Use the ColumnMappedTextInstructionIterableDataset (Streaming)#

This guide explains how to use ColumnMappedTextInstructionIterableDataset to stream instruction datasets for LLM fine-tuning, including Delta Lake/Databricks sources.

Unlike ColumnMappedTextInstructionDataset (map-style, non-streaming), this class is a torch.utils.data.IterableDataset and always loads data in streaming mode. This is intentional: it helps ensure data is consumed as a stream and avoids accidentally materializing full datasets/tables to disk or memory (which is especially important for large or sensitive corpora).

When to Use This Dataset#

Use ColumnMappedTextInstructionIterableDataset when you need:

Streaming-only behavior (e.g., to reduce accidental data leakages from full dataset materialization)
Delta Lake/Databricks (Unity Catalog, cloud lakehouse storage, DBFS, etc.)
Very large datasets where map-style loading/caching is undesirable

If you do not need streaming (and you want len(ds) / ds[i]), use ColumnMappedTextInstructionDataset.
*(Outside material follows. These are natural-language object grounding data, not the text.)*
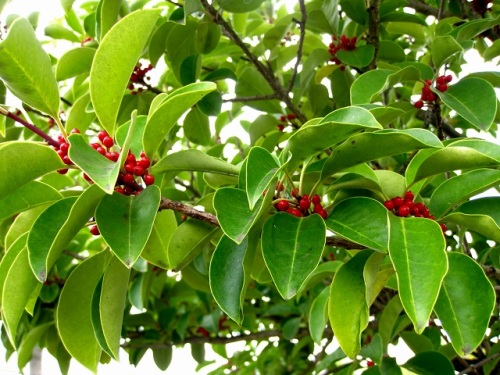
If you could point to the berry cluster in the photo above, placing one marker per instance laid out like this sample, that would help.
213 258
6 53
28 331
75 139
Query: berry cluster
405 206
427 94
138 78
300 206
343 43
285 121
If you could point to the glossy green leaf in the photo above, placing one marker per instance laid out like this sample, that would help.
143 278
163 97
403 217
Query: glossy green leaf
26 70
74 305
430 363
57 226
318 315
443 48
114 62
459 188
193 160
125 222
228 276
292 248
187 241
155 251
459 155
465 303
237 6
166 113
313 137
420 265
234 214
481 215
32 194
361 220
100 169
75 62
366 147
31 160
112 303
347 309
19 286
474 99
368 85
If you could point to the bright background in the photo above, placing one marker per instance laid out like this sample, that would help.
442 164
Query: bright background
182 362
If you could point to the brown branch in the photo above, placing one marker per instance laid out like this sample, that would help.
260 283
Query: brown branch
264 70
302 25
373 30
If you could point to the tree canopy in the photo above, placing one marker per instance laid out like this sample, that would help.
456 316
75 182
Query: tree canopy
297 175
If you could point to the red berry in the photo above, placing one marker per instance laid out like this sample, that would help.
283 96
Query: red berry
108 142
94 230
389 205
282 205
102 134
403 210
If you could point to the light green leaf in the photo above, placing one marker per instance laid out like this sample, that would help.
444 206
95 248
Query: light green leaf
125 222
474 99
194 160
57 226
74 305
366 147
26 70
114 63
361 220
459 188
31 160
292 249
420 265
347 309
465 303
228 277
169 110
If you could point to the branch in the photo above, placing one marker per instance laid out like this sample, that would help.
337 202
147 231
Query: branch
302 25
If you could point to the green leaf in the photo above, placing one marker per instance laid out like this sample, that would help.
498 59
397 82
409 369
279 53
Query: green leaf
481 215
155 251
313 138
75 62
57 226
125 222
465 303
366 147
74 305
31 195
359 57
318 315
31 160
228 277
26 70
420 265
474 99
347 309
194 160
459 188
292 248
361 220
442 48
187 241
19 287
112 303
169 110
237 6
114 63
430 363
234 214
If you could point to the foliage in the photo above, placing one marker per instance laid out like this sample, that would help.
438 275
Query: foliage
259 171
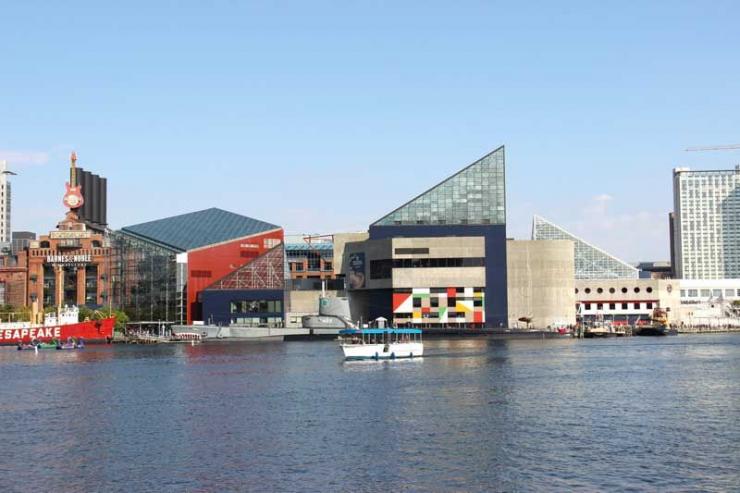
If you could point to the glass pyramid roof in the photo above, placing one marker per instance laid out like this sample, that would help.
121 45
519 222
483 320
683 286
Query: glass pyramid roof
474 195
591 262
197 229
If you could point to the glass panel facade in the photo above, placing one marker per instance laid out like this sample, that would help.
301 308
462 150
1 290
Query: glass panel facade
144 279
475 195
590 261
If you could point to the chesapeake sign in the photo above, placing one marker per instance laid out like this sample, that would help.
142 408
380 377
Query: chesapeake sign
69 259
33 333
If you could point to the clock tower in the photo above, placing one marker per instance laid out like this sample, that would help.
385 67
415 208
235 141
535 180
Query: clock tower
73 198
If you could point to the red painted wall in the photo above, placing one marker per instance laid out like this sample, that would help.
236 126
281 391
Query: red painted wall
209 264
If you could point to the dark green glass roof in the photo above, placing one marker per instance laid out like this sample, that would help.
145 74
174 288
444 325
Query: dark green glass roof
198 229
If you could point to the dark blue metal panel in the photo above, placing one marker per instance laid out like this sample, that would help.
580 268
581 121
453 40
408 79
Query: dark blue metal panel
216 303
495 238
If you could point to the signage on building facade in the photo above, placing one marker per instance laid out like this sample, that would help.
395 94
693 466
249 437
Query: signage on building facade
69 235
69 259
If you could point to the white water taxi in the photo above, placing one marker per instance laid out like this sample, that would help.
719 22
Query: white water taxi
381 343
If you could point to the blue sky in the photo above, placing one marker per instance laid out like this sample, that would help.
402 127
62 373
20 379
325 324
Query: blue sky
324 116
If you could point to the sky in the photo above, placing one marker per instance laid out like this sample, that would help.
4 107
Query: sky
324 116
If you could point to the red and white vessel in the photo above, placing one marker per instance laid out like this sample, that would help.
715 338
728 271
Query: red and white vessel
60 327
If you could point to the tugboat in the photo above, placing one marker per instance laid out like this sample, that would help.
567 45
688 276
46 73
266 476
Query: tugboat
658 325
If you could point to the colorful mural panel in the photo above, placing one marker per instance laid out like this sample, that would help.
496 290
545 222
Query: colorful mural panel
441 306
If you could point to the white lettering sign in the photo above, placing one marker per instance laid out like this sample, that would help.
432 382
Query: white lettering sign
69 259
58 235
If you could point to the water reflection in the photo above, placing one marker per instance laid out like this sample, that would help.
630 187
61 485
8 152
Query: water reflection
472 415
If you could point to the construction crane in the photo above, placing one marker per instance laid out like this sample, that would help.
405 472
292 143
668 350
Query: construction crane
732 147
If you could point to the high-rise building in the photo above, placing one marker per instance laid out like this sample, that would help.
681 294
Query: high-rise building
706 229
5 197
591 262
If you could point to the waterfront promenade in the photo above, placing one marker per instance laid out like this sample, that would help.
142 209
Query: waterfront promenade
475 414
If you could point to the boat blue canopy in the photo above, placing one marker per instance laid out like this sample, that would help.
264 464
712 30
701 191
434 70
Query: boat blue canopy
379 331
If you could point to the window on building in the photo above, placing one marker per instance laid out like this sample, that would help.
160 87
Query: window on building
381 269
412 251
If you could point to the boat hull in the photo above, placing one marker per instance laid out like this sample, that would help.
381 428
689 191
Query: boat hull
92 331
382 351
651 331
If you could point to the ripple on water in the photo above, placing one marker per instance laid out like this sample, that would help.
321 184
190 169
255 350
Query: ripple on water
472 415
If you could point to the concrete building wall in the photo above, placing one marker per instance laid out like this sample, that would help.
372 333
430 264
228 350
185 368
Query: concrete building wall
541 282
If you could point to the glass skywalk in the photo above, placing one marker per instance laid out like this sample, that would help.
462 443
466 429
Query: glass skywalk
591 262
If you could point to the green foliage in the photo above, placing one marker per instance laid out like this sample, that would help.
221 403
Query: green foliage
120 315
10 313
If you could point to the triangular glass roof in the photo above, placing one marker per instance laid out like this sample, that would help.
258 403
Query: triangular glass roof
590 262
197 229
265 272
474 195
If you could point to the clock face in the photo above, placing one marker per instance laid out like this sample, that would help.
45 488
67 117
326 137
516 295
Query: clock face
72 200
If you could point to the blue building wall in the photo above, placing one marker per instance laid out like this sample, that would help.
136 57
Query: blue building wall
495 238
217 303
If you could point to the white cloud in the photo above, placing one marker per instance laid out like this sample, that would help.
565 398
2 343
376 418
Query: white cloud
24 158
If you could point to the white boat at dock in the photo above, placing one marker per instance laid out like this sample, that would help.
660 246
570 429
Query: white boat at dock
377 344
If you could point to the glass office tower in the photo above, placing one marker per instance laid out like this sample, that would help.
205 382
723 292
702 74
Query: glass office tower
706 223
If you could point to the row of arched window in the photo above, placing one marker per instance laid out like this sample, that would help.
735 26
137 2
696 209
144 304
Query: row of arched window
624 290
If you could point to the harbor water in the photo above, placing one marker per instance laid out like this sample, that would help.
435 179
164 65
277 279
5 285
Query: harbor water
475 414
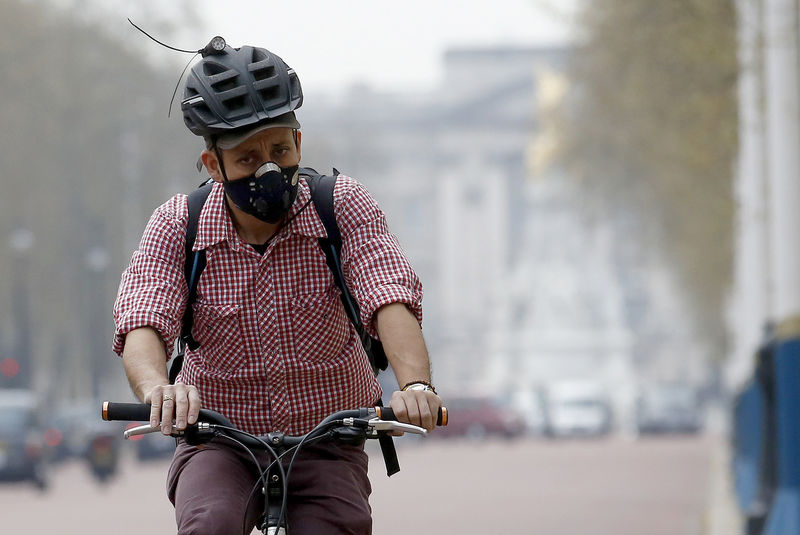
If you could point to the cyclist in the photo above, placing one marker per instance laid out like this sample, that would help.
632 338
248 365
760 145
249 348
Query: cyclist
276 349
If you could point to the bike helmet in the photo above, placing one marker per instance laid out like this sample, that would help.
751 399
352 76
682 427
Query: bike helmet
238 88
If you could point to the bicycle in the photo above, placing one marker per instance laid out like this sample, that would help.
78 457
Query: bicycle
349 427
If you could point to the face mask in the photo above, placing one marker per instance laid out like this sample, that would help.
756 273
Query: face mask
267 194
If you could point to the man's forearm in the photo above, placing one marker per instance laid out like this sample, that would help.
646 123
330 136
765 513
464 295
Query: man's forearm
403 343
145 361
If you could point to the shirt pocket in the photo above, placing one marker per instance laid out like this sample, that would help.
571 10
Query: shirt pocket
217 328
320 327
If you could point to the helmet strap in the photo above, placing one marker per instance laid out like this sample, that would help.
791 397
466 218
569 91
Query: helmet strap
221 164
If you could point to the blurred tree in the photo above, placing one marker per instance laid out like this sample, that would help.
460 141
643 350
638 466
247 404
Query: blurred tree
650 131
87 153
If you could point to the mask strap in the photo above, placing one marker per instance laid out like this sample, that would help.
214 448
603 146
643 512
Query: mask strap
221 165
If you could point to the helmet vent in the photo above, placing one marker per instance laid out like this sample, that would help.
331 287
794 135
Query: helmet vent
225 85
211 68
270 93
262 74
234 103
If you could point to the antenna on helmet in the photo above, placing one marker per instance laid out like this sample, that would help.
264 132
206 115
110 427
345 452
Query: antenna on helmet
214 47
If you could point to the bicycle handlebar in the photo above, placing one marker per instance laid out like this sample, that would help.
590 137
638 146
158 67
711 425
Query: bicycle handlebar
141 412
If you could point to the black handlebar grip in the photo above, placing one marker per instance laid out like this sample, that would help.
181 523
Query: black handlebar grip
133 412
386 413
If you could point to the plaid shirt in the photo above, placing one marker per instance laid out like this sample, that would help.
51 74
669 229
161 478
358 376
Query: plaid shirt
277 351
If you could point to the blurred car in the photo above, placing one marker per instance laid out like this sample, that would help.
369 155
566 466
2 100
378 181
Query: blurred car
577 408
66 431
668 408
480 416
77 431
22 447
530 405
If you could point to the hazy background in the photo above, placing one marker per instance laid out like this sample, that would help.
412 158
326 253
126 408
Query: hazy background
561 174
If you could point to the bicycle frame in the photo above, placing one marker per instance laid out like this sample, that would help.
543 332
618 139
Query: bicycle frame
351 426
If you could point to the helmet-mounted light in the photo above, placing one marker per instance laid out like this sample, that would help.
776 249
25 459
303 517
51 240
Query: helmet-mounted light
214 47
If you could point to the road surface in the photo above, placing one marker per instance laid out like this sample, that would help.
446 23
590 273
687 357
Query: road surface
651 486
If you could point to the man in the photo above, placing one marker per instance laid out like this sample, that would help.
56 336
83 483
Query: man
276 349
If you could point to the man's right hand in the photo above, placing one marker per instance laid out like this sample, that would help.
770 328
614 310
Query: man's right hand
178 402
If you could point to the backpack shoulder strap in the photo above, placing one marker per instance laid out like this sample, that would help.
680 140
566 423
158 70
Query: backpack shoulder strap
322 196
193 266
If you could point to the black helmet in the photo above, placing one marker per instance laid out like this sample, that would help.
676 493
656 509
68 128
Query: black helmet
238 88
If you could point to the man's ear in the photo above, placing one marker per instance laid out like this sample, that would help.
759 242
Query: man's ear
211 163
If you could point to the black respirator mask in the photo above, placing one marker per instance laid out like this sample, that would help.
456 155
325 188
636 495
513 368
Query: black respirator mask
267 194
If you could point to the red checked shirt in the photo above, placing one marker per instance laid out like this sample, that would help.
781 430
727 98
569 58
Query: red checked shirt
277 351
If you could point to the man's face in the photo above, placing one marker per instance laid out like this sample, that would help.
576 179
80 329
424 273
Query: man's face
271 145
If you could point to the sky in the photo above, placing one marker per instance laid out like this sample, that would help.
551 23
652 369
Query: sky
393 46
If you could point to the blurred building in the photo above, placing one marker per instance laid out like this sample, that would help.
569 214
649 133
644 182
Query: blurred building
521 286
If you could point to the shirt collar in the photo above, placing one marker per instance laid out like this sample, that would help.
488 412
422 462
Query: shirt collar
215 224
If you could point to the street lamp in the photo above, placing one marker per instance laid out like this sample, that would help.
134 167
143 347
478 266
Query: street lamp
19 369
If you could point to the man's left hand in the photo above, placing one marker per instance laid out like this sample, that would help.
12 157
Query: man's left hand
416 407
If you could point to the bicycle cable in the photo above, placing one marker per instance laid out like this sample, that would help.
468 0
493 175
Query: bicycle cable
266 470
274 454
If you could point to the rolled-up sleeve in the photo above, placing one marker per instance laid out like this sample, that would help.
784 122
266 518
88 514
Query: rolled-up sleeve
153 290
377 271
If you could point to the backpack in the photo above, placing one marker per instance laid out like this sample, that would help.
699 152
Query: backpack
321 187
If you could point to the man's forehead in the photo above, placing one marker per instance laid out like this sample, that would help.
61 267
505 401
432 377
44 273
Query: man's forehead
270 136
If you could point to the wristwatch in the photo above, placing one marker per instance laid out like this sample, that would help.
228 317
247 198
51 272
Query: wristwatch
418 385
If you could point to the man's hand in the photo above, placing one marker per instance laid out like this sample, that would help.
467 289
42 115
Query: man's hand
178 402
416 407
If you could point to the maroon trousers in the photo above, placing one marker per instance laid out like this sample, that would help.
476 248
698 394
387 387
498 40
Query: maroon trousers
210 487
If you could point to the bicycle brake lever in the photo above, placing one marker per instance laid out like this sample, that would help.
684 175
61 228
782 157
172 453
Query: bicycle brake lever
140 430
388 425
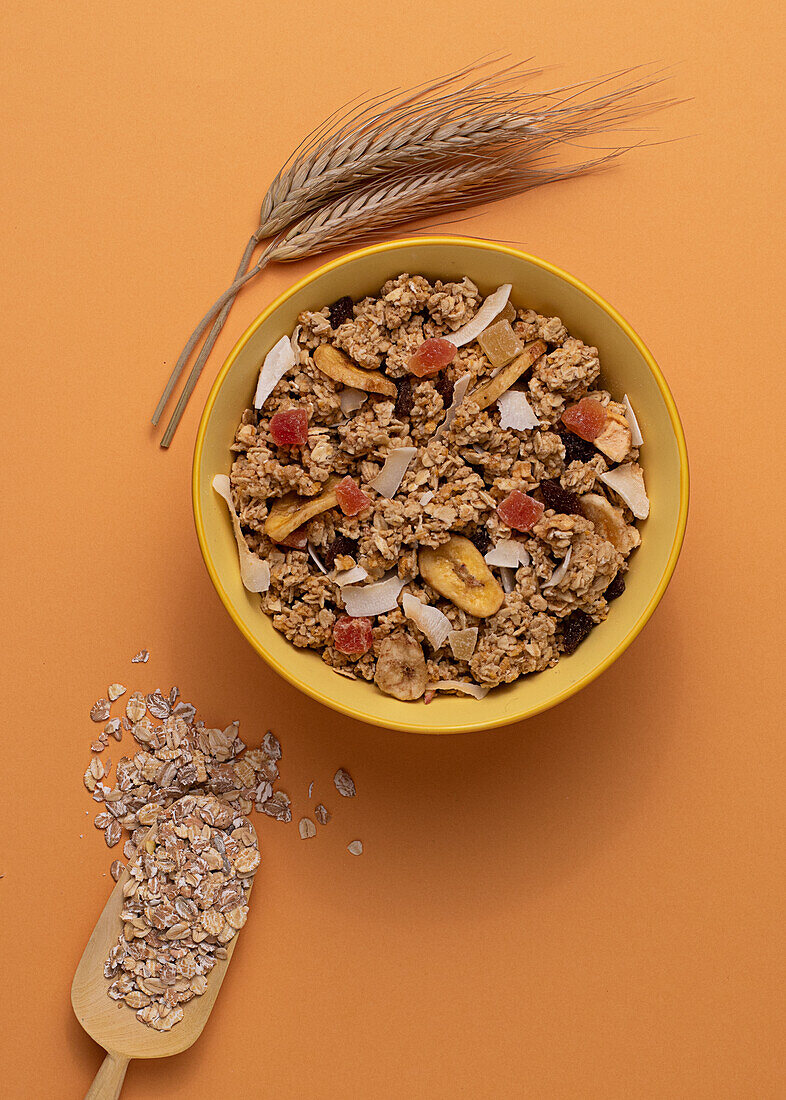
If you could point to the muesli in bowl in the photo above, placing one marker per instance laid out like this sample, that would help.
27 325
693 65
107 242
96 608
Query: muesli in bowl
433 491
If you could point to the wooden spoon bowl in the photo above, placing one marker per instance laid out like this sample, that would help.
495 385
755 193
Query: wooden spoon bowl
113 1024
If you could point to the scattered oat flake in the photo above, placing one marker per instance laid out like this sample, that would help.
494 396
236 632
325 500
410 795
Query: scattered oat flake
344 783
99 711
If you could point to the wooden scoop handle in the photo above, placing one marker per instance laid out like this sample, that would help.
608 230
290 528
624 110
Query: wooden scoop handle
109 1079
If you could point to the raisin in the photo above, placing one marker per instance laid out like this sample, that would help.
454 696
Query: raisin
340 311
616 589
480 540
576 450
575 629
558 498
405 399
444 388
340 547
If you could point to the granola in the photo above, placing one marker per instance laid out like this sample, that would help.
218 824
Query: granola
320 503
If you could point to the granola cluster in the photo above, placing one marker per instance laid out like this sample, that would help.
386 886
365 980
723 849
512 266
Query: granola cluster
454 485
186 899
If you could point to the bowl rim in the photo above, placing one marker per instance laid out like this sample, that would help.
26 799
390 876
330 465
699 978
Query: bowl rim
528 712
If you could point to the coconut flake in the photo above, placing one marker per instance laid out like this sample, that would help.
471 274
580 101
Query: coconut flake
508 552
516 411
460 392
463 642
635 436
369 600
628 481
390 476
316 558
351 399
491 307
508 576
474 690
353 575
431 620
255 573
279 359
560 571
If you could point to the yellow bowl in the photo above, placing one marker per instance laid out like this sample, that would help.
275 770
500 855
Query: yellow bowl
627 367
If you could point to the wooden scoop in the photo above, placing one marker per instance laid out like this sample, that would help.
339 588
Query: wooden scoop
113 1024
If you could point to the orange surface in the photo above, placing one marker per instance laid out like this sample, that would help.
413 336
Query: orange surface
584 905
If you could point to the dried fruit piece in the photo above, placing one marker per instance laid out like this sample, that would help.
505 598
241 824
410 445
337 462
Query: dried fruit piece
341 547
336 365
500 343
432 355
405 400
351 497
291 510
353 636
586 418
520 510
456 570
609 523
340 311
344 783
99 711
290 427
575 629
490 389
615 440
576 449
400 669
616 589
297 540
561 499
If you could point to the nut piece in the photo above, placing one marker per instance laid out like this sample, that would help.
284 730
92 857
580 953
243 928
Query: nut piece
615 440
400 668
609 523
456 570
292 510
490 389
340 367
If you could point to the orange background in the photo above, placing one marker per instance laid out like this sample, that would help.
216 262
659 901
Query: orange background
583 905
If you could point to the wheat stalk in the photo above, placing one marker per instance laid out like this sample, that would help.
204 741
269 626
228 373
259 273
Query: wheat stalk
461 140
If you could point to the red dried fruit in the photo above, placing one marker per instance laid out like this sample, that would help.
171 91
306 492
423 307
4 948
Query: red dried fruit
352 636
586 418
297 539
351 496
558 498
431 356
340 311
290 428
575 629
519 510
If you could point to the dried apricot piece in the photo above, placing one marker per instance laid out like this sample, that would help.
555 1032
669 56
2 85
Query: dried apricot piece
586 419
519 510
351 496
289 428
432 355
352 636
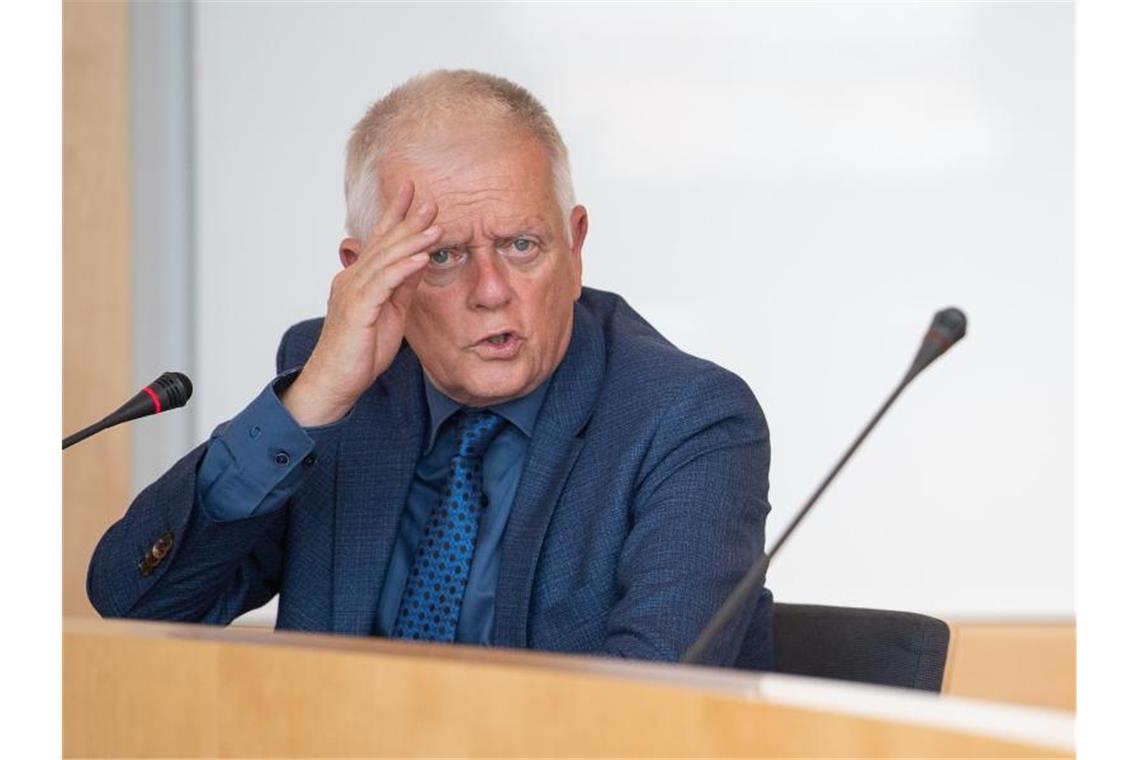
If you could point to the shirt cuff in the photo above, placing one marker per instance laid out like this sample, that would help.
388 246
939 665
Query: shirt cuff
258 459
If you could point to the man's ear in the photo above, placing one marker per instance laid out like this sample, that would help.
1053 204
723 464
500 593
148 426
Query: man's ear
579 225
350 250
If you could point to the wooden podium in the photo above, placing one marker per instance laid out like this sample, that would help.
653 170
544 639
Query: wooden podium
161 689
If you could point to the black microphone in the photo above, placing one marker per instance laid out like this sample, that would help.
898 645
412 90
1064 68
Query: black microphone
170 391
946 329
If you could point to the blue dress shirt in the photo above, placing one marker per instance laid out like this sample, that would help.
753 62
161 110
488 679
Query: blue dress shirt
237 480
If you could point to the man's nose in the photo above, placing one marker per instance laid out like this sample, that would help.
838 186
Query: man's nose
490 288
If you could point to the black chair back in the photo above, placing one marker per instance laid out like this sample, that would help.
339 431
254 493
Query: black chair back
871 646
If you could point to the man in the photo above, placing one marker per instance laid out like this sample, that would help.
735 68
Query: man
470 447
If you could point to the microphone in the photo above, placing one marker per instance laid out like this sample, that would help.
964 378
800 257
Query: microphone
946 329
170 391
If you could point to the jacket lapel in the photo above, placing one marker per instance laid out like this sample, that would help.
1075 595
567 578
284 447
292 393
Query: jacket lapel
551 455
375 463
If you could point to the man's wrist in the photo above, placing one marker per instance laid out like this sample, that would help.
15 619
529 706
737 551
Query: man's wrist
310 408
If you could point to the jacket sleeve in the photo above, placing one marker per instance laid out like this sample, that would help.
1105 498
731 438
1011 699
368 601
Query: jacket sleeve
697 525
171 558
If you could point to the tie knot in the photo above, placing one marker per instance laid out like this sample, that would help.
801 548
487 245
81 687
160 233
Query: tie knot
474 428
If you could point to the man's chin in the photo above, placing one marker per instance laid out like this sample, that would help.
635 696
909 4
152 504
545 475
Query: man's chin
487 389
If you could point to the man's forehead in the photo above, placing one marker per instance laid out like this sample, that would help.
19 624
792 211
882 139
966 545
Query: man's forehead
454 170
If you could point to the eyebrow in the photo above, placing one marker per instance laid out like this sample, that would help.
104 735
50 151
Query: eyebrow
532 226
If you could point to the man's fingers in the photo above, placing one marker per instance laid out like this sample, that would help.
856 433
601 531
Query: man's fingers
383 283
413 243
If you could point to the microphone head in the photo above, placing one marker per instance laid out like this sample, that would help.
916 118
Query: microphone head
947 328
173 390
950 324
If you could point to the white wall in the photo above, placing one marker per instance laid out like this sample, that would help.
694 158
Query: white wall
790 190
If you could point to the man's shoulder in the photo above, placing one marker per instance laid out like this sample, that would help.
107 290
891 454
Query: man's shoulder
641 358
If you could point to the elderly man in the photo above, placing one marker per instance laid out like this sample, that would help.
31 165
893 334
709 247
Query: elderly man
470 447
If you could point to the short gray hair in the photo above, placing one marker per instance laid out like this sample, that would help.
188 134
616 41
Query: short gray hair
413 104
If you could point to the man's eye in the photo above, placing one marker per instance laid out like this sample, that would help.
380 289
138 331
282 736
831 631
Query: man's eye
441 258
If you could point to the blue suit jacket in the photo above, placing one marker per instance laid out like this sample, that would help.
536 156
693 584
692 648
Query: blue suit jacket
641 504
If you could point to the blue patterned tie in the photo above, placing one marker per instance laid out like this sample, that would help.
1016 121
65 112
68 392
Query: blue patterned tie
430 605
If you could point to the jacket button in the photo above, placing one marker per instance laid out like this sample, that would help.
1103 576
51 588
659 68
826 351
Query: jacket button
157 553
161 547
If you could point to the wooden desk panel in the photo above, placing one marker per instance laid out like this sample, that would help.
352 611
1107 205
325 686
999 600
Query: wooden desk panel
195 691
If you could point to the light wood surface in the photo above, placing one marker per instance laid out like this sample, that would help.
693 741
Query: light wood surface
147 689
96 288
1025 663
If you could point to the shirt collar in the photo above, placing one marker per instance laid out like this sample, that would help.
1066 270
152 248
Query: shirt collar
521 411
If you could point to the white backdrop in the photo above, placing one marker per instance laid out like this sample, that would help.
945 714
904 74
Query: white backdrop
790 190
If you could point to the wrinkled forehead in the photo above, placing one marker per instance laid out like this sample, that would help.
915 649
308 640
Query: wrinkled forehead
474 174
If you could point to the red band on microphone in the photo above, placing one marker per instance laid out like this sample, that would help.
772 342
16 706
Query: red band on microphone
154 398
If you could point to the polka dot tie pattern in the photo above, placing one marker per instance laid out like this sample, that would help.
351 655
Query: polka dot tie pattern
438 580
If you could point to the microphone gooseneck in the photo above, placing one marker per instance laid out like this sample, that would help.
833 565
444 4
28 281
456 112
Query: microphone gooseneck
946 329
169 391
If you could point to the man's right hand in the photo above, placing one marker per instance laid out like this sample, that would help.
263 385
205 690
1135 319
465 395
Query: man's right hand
367 309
Key Differences vs ColumnMappedTextInstructionDataset#

Iterable: you iterate (for sample in ds:); you cannot rely on len(ds) or ds[i].
Always streaming: there is no streaming= flag; it is always enabled.
Repeat behavior: by default, repeat_on_exhaustion=True (infinite stream). Set repeat_on_exhaustion=False to do a single pass.
(Optional) sharding/shuffle helpers: use .shard(num_shards, index) / .shuffle(buffer_size, seed) when supported by the underlying backend.

The column mapping and tokenization logic are shared with ColumnMappedTextInstructionDataset. See Tokenization Paths for details on output fields (input_ids, labels, attention_mask) and masking behavior.

Quickstart (Hugging Face Streaming)#

from transformers import AutoTokenizer

from nemo_automodel.components.datasets.llm.column_mapped_text_instruction_iterable_dataset import (
    ColumnMappedTextInstructionIterableDataset,
)

tokenizer = AutoTokenizer.from_pretrained("meta-llama/Meta-Llama-3-8B")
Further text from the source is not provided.